Preheat an oven to 350°F (177°C) and line a sheet pan with parchment paper.
To a large bowl, combine the pumpkin, syrup, almond butter and vanilla and stir well until completely smooth. Set aside.
To a medium bowl, add the oat flour, pumpkin pie spice, baking soda and salt and whisk well. Add the dry to the wet ingredients, with the chocolate chips, and stir until it all comes together into a sticky, wet and cohesive batter.
Use a cookie scooper to drop about 2 tablespoons worth of batter onto the pan, spacing each cookie about 2 inches apart. Now, the batter will be too sticky to press down with parchment paper or your fingers. So, you will need to dip your fingertips in water repeatedly to press down each cookie to about 1/4 inch thick. Doing this in a circular patting motion helps flatten them evenly. Keep fingertips moist to form a round shape along the edges of each cookie. Please refer to photo.

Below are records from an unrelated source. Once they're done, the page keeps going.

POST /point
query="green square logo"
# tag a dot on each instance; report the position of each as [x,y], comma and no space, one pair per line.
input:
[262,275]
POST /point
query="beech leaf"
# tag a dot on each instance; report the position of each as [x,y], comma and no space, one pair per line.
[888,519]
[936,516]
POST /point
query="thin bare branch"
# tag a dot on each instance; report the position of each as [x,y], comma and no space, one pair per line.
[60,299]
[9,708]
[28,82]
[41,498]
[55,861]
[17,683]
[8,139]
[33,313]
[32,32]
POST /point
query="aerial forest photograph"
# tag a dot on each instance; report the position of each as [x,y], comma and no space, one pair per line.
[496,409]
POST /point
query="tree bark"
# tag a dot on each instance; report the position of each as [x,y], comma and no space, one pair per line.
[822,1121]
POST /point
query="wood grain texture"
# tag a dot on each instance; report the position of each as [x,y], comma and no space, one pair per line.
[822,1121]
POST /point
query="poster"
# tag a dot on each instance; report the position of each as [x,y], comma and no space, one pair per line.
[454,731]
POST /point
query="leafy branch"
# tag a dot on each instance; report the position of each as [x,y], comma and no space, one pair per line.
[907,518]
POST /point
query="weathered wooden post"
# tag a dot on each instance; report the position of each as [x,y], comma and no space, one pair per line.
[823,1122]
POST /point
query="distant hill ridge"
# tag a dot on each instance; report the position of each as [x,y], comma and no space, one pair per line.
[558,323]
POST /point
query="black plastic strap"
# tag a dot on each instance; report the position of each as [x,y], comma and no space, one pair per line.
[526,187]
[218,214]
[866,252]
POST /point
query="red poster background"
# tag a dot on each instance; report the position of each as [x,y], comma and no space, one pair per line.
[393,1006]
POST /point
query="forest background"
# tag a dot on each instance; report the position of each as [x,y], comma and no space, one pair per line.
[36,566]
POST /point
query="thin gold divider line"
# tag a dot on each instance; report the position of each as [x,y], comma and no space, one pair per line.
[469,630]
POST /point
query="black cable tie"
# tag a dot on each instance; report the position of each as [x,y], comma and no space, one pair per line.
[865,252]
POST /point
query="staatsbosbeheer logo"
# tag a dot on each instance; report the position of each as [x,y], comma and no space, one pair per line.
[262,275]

Place extra chocolate chips on top if desired. Bake for 10-13 minutes, until puffed up and the edges are turning golden brown. I went for 12 minutes.
Cool on the pan for 10 minutes before removing with a spatula (not your hand) to a cooling rack. They will firm and crisp up as they cool. Store in a sealed cookie box or dish. They will soften by the next day but are still delicious.
A superfine oat flour will yield the best texture and form the batter correctly. I like to use Bob's Red Mill oat flour for baking.
For nut-free, you can sub the almond butter for sunbutter. Just keep in mind, sunbutter has a stronger flavor profile and will be detectable in the end flavor.